In the second quarter of 2024, sales for the company increased by 2% due to high demand and improved pricing. EBITDA also increased compared to the same quarter in 2023, but there were additional costs related to the separation of Atmus. North American revenues grew by 4%, driven by strong demand in core markets. Production of heavy-duty trucks and engines also increased, while medium-duty truck sales outpaced market growth. Power generation revenues in North America increased by 23%, contributing to record sales and profitability in the Power Systems segment. International revenues decreased by 2%, with weaker domestic volumes in China partially offset by higher data center demand.

The demand for trucks in China remains low, but is offset by higher orders for natural gas engines and strong exports. In the light-duty market, there was a 4% increase in units sold. Excavator demand also increased by 4%, with a 19% increase in units sold. Power generation equipment sales in China saw a 36% increase, driven by demand in data centers. In India, truck production increased by 11%, but Cummins' shipments only increased by 5%. Power generation revenues decreased by 17% due to pre-buy demand in 2023. For 2024, Cummins has raised its revenue guidance to down 3% to flat and increased its EBITDA guide to 15% to 15.5%. The company expects higher revenue in its Engine, Power Systems, and Distribution segments, but slightly lower revenue for the Accelera business.

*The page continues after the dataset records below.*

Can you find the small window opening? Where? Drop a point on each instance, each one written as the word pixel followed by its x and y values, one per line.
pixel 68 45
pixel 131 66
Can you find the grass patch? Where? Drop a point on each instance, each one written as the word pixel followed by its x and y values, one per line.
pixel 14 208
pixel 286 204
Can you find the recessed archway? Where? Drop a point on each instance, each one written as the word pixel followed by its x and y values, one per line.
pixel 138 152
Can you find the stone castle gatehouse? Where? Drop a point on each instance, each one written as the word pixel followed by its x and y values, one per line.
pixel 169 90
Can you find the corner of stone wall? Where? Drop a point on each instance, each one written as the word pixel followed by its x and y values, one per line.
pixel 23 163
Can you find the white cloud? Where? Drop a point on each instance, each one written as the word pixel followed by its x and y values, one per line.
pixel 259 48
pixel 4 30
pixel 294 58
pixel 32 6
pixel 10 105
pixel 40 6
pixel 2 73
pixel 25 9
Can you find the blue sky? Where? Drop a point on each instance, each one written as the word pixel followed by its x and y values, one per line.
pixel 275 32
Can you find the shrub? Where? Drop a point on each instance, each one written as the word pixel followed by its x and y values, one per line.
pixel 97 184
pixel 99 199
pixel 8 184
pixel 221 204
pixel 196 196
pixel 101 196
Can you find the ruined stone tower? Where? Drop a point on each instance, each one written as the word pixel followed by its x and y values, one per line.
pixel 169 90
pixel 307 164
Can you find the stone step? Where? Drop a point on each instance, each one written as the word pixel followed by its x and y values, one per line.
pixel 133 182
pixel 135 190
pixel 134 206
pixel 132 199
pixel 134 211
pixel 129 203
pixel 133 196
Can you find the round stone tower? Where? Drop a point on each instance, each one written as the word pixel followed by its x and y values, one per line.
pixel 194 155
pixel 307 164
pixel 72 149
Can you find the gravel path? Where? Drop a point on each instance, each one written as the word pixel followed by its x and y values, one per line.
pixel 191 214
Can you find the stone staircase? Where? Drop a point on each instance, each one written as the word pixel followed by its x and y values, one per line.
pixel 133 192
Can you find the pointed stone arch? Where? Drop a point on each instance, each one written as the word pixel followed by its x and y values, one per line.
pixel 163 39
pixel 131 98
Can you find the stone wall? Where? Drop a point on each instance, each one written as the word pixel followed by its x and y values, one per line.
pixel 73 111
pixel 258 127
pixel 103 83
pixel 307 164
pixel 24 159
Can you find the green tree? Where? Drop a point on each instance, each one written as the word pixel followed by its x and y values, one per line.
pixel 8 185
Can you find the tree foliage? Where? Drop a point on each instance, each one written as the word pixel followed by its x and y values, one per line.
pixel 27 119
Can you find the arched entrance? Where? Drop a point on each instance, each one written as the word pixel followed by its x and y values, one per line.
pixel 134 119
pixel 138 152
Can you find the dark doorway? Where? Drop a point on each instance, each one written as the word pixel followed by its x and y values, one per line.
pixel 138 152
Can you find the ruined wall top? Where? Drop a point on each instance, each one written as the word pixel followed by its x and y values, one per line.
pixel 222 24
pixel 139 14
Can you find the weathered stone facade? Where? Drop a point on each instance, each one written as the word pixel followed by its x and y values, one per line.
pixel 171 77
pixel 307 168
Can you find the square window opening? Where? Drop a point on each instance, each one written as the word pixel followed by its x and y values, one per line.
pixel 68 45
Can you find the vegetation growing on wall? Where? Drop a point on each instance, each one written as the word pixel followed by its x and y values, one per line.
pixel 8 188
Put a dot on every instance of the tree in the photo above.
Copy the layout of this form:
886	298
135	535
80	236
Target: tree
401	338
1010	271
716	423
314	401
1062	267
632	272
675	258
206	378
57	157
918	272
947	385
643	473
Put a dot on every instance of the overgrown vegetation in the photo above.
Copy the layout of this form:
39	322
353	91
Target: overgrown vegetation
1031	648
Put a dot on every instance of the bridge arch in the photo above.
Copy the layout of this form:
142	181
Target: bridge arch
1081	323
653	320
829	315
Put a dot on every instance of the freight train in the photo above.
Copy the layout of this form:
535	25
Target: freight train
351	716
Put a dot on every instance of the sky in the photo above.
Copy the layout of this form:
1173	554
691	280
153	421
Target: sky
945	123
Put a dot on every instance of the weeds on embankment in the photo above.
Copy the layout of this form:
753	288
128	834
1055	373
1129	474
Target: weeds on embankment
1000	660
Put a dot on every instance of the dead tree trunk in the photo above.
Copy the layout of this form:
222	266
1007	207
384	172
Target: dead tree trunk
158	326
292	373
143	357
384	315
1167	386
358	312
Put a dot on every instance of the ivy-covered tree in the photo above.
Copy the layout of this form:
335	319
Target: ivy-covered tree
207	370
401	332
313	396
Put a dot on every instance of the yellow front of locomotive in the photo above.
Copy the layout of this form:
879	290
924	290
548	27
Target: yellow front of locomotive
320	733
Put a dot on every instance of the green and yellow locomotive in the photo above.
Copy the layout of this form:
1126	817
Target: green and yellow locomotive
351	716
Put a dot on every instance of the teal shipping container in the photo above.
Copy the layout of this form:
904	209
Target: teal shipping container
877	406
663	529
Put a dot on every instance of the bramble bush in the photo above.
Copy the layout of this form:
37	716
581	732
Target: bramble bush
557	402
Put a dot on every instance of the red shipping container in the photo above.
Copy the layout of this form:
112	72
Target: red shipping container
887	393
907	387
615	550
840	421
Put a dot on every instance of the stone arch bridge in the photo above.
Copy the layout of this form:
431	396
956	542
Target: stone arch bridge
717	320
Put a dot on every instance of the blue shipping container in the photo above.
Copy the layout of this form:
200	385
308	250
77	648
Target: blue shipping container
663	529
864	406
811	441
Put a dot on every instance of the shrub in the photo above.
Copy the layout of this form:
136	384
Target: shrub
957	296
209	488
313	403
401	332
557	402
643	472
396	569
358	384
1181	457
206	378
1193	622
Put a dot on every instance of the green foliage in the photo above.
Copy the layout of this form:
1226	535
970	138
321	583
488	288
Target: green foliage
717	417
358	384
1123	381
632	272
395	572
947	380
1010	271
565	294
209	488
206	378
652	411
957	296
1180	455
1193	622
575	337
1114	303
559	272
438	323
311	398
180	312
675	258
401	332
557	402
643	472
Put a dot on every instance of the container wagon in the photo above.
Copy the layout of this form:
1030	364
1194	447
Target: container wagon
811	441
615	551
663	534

The company expects stronger profitability in the Engine and Power Systems segments, driven by an increase in heavy-duty truck demand in North America and a rise in medium-duty truck sales. They also project an increase in revenue in China and India, driven by strong demand in power generation and on-highway sectors. However, global construction demand is expected to remain flat or decrease slightly. The company has raised their guidance for the global power generation market and aftermarket sales, but mining engine sales are expected to remain consistent.

Accelera expects a reduction in full year sales due to a slower energy transition, but is still raising its guidance for sales and EBITDA. Cummins is well-positioned to continue investing in growth and returning cash to shareholders. The company had a strong performance in the first half of the year, driven by record demand in core markets and new partnerships. The company is dedicated to delivering financial performance, investing in future growth, and returning cash to shareholders while also working towards sustainable solutions for decarbonization.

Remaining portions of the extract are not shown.